As previously reported by the Journal-World, funds for the CSI unit were set aside in the 2022 budget with an estimated startup cost of $140,760 and an ongoing annual cost of $225,164. The budget called for $80,000 for two coroner transport vans and $16,000 for the cooler.
Hallagin said the new transport van is designed to carry one body at a time but has an additional cot that, if necessary, can carry two people. The van has an independent air control system for the bodies in the back that insulates the driver’s cab from smells that may come off of the deceased. He said the cooler is designed for three bodies.

photo by: Chris Conde/ Journal-World
A view into the back of the Douglas County Coroner Investigations Unit transport van.
“It’s a big silver box with a door on the front that’s 6 feet tall, 4 feet wide, and 10 feet long. It does have limitations. We found out the other day that when people get to a certain size, they don’t fit in the cooler very well,” Halligan said.
The CSIs rely on the van and the cooler for transportation and storage but the key equipment used in their investigations are inexpensive and timeless.
“Always a clipboard to take notes on everything, and a camera to take pictures of the scene, because occasionally there are things that will play into what caused them to be dead that will help the coroner have a better picture of what’s going on,” Halligan said.

photo by: Contributed
Coroner Scene Investigator, Livia Palmieri, practices her photography skills on a medical dummy.
Beyond the equipment, the costs, and the training, are the people doing the work and people affected by the death of a loved one.
“People lose what medical examiners and coroners do in the TV perception of that. That we’re cold-hearted individuals that are simply interested in snatching bodies and cutting them up. That’s not the case. Everybody on my team, we’re all humans, we have the same emotions that everybody else does. Challenging scenes can be challenging for all of us. I try to coach and let my people know that empathy and emotions on scene is not a bad thing. That way, the families know that we’re human too but we have to be able to walk with that and still do our job. Our job is to get the answers as to why somebody’s passed away,” Hallagin said.

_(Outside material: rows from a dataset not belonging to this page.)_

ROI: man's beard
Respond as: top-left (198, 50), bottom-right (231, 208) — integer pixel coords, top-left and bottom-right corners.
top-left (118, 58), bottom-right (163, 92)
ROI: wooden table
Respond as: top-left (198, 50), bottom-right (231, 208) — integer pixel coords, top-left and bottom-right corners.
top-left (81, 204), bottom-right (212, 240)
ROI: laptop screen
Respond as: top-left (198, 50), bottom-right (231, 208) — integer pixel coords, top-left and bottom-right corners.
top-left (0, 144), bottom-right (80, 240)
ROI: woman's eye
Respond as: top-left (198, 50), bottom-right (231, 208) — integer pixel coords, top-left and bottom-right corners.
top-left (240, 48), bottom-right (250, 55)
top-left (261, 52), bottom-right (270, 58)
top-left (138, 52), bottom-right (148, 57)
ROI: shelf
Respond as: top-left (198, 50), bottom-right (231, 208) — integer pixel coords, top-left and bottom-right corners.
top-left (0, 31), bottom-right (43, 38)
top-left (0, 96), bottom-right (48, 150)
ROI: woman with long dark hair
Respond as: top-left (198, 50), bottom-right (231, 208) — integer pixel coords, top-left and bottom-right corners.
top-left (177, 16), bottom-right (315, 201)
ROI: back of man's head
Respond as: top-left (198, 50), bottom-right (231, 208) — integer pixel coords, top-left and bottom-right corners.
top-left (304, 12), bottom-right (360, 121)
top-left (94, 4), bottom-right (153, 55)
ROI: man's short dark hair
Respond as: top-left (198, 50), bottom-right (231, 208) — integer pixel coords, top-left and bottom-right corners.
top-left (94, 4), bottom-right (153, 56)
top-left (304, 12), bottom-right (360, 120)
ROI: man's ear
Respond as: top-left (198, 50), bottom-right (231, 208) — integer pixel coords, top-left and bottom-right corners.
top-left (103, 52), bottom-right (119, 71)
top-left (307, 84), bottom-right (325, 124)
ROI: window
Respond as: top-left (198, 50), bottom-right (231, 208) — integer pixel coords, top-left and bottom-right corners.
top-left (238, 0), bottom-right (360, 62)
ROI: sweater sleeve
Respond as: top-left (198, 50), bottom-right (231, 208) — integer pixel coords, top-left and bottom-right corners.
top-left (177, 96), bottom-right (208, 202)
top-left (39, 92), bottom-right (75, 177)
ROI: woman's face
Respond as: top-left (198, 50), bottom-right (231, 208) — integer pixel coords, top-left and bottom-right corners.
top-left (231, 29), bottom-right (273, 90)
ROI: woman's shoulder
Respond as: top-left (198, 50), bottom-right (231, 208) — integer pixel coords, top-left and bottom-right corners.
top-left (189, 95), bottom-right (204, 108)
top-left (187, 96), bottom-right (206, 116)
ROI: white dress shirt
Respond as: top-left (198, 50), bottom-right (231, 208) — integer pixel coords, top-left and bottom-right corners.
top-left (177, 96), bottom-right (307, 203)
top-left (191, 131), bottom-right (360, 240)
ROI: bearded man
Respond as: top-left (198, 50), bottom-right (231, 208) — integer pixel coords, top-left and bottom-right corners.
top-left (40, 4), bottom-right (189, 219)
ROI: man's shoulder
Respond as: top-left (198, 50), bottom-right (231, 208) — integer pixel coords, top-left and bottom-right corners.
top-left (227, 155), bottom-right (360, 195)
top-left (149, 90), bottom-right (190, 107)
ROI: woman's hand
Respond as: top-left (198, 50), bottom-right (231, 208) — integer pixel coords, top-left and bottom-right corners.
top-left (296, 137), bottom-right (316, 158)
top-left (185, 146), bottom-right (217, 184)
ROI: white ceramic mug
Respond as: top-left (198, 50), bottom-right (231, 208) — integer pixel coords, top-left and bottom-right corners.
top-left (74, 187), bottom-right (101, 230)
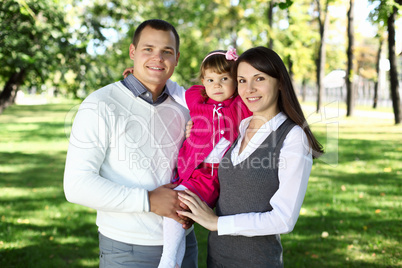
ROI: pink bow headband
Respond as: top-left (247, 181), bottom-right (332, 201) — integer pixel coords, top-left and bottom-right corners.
top-left (202, 48), bottom-right (239, 62)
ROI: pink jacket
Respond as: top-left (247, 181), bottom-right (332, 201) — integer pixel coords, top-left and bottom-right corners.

Ushering the dead into a van, taking pictures and notes, connecting with law enforcement and the coroner are all crucial to the job but guiding the living through the first moments of grief and loss is the part of the job where Hallagin said he helps the most.

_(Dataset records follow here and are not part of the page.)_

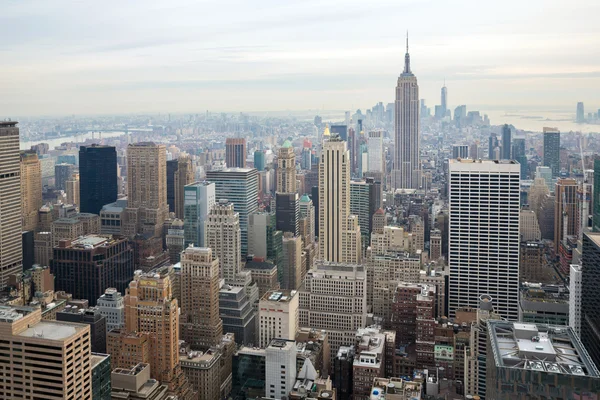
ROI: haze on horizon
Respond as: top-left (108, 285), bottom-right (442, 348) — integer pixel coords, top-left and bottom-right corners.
top-left (0, 0), bottom-right (600, 117)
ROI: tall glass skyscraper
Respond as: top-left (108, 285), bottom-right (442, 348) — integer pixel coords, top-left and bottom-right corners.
top-left (79, 144), bottom-right (118, 214)
top-left (206, 168), bottom-right (258, 257)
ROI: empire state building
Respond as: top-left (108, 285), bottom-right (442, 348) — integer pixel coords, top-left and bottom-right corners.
top-left (392, 35), bottom-right (421, 189)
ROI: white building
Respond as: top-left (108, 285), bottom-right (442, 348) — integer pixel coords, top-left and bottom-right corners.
top-left (258, 290), bottom-right (299, 347)
top-left (265, 339), bottom-right (297, 399)
top-left (569, 264), bottom-right (581, 336)
top-left (448, 159), bottom-right (520, 321)
top-left (96, 288), bottom-right (125, 332)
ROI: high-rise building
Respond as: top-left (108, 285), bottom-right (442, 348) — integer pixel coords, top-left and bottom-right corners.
top-left (79, 144), bottom-right (118, 214)
top-left (0, 304), bottom-right (92, 400)
top-left (448, 160), bottom-right (520, 320)
top-left (258, 290), bottom-right (299, 348)
top-left (544, 128), bottom-right (560, 178)
top-left (180, 246), bottom-right (223, 350)
top-left (54, 163), bottom-right (75, 190)
top-left (298, 262), bottom-right (367, 358)
top-left (575, 101), bottom-right (585, 124)
top-left (580, 232), bottom-right (600, 365)
top-left (206, 199), bottom-right (242, 283)
top-left (0, 121), bottom-right (23, 288)
top-left (500, 124), bottom-right (512, 160)
top-left (173, 157), bottom-right (195, 219)
top-left (485, 321), bottom-right (600, 400)
top-left (366, 131), bottom-right (385, 173)
top-left (392, 36), bottom-right (421, 189)
top-left (96, 288), bottom-right (125, 332)
top-left (116, 267), bottom-right (191, 399)
top-left (183, 181), bottom-right (216, 247)
top-left (319, 136), bottom-right (350, 262)
top-left (21, 151), bottom-right (42, 231)
top-left (225, 138), bottom-right (246, 168)
top-left (554, 178), bottom-right (579, 256)
top-left (123, 142), bottom-right (169, 237)
top-left (206, 168), bottom-right (258, 256)
top-left (50, 235), bottom-right (134, 306)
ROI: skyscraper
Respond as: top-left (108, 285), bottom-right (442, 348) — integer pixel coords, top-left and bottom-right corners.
top-left (392, 35), bottom-right (421, 189)
top-left (180, 246), bottom-right (223, 350)
top-left (206, 168), bottom-right (258, 256)
top-left (21, 151), bottom-right (42, 231)
top-left (183, 181), bottom-right (216, 247)
top-left (448, 159), bottom-right (520, 320)
top-left (500, 124), bottom-right (512, 160)
top-left (225, 138), bottom-right (246, 168)
top-left (319, 136), bottom-right (350, 262)
top-left (79, 144), bottom-right (118, 214)
top-left (124, 142), bottom-right (169, 236)
top-left (0, 121), bottom-right (23, 288)
top-left (205, 199), bottom-right (242, 283)
top-left (544, 128), bottom-right (560, 177)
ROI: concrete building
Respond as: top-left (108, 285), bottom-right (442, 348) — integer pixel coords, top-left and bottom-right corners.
top-left (0, 121), bottom-right (23, 288)
top-left (485, 321), bottom-right (600, 400)
top-left (258, 290), bottom-right (299, 348)
top-left (21, 151), bottom-right (42, 231)
top-left (448, 159), bottom-right (520, 320)
top-left (125, 142), bottom-right (169, 237)
top-left (265, 339), bottom-right (297, 399)
top-left (392, 37), bottom-right (421, 189)
top-left (225, 138), bottom-right (246, 168)
top-left (206, 168), bottom-right (258, 257)
top-left (206, 199), bottom-right (242, 283)
top-left (0, 306), bottom-right (92, 400)
top-left (183, 181), bottom-right (216, 247)
top-left (96, 288), bottom-right (125, 332)
top-left (299, 261), bottom-right (367, 358)
top-left (180, 246), bottom-right (223, 350)
top-left (50, 235), bottom-right (134, 306)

“People always say it gets better. I don’t tell people that. Everybody grieves in their own ways. I try to express to people that how they grieve is how they grieve. Don’t let somebody else tell you how to grieve. You have to go through the process yourself. It’s a very individual, sometimes public, sometimes a private process. You have to go through your own steps in your own way. If you don’t, then it comes back and haunts you. You live with grief, but you don’t ever get over it. Sometimes it’s behind (you) and then it jumps back out. That’s why I try to relate to people that this is not a normal process. It’s how you deal with it, how you move through it. It’s not how TV or a friend or whoever tells you that you have to cry, you have to manage, you have to accept it. It’s not that cut and dry,” Hallagin said.